Ford chose to make this his last western as a way to apologize to the Native American community after decades of portraying them as the heartless villains in his other westerns, such as “Stagecoach” and “The Searchers.” Instead of the rugged cowboy risking his life to save a town or a girl from the clutches of the evil Indians, the roles are reversed – The Native Americans are the heroes for fighting for what they believe in, and the cowboys are the villains for trying to stop them.
That being said, “Cheyenne Autumn” takes a lot of artistic liberties with history, namely the path the Native Americans take to get back home being vastly different and the many side plots of other forces trying to stop them outside of the U.S. cavalry. And although Ford made this film as a way to show his love and passion for the Native American people, it is not without the Hollywood touch that tends to be a bit racist. Namely, several of the lead roles for the Native Americans are played by non-native actors, with the biggest one being Ricardo Montalban played Chief Little Wolf and Gilbert Roland as Chief Dull Knife.
So the whole idea of racial equality is muddy and unclear with this film – it’s hard to promote a message about the power of Native Americans when you don’t cast native actors in the lead roles.
Beyond this, “Cheyenne Autumn” has no sense of direction or plot. Large chunks of the film are dedicated solely to side plots that never connect to the main plot. This includes a nearly 20-minute sequence involving an elderly Wyatt Earp (played by Jimmy Stewart) hanging out in a saloon and playing poker. Earp never meets up with the Cheyenne, nor does anybody in the town he’s in – it’s all just comedic filler. Even the presence of Jimmy Stewart in this role doesn’t help the meandering plot and dull pacing. But the biggest offender of this huge scene is that it isn’t funny, thus wasting everyone’s time in a film that’s nearly three hours long.

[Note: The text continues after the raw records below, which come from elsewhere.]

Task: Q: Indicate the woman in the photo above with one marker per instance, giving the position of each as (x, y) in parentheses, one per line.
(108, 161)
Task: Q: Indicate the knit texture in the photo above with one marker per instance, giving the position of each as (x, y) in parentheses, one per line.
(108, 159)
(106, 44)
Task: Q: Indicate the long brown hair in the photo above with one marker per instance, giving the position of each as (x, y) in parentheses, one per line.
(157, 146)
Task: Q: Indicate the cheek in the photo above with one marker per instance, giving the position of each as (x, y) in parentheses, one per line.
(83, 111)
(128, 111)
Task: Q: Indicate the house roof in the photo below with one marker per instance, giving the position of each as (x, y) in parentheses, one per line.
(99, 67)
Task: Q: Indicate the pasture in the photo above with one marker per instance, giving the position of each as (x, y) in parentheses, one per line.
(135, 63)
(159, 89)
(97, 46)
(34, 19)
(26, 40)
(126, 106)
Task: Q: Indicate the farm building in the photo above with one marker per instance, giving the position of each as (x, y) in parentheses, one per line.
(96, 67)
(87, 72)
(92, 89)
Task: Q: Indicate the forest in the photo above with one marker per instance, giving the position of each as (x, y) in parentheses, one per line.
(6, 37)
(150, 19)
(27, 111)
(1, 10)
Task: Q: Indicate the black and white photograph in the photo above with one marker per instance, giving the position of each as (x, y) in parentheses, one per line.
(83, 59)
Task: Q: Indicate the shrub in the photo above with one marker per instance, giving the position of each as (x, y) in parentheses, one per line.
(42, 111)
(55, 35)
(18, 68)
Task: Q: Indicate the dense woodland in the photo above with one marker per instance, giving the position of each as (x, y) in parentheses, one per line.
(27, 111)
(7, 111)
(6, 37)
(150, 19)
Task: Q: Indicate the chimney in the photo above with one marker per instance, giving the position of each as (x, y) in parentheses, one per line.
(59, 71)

As the final western made by John Ford, it is admirable to make this film as an apology to those who didn’t need to be portrayed as the villains. Ford was the one to start the trend of Native Americans being the antagonists in most westerns, which would lead to so many things about cowboys and Indians. So to see the same man that started this trend come forward and say it was wrong of him to do gets my respect.
However, beyond this, there is nothing special about “Cheyenne Autumn.” It is dull, without emotion or passion, and is a sign that the western genre was dying as the energy and flare for the dramatic is missing. If you’re curious about this film, it’s better just to read up on the behind-the-scenes than it is to actually watch this film.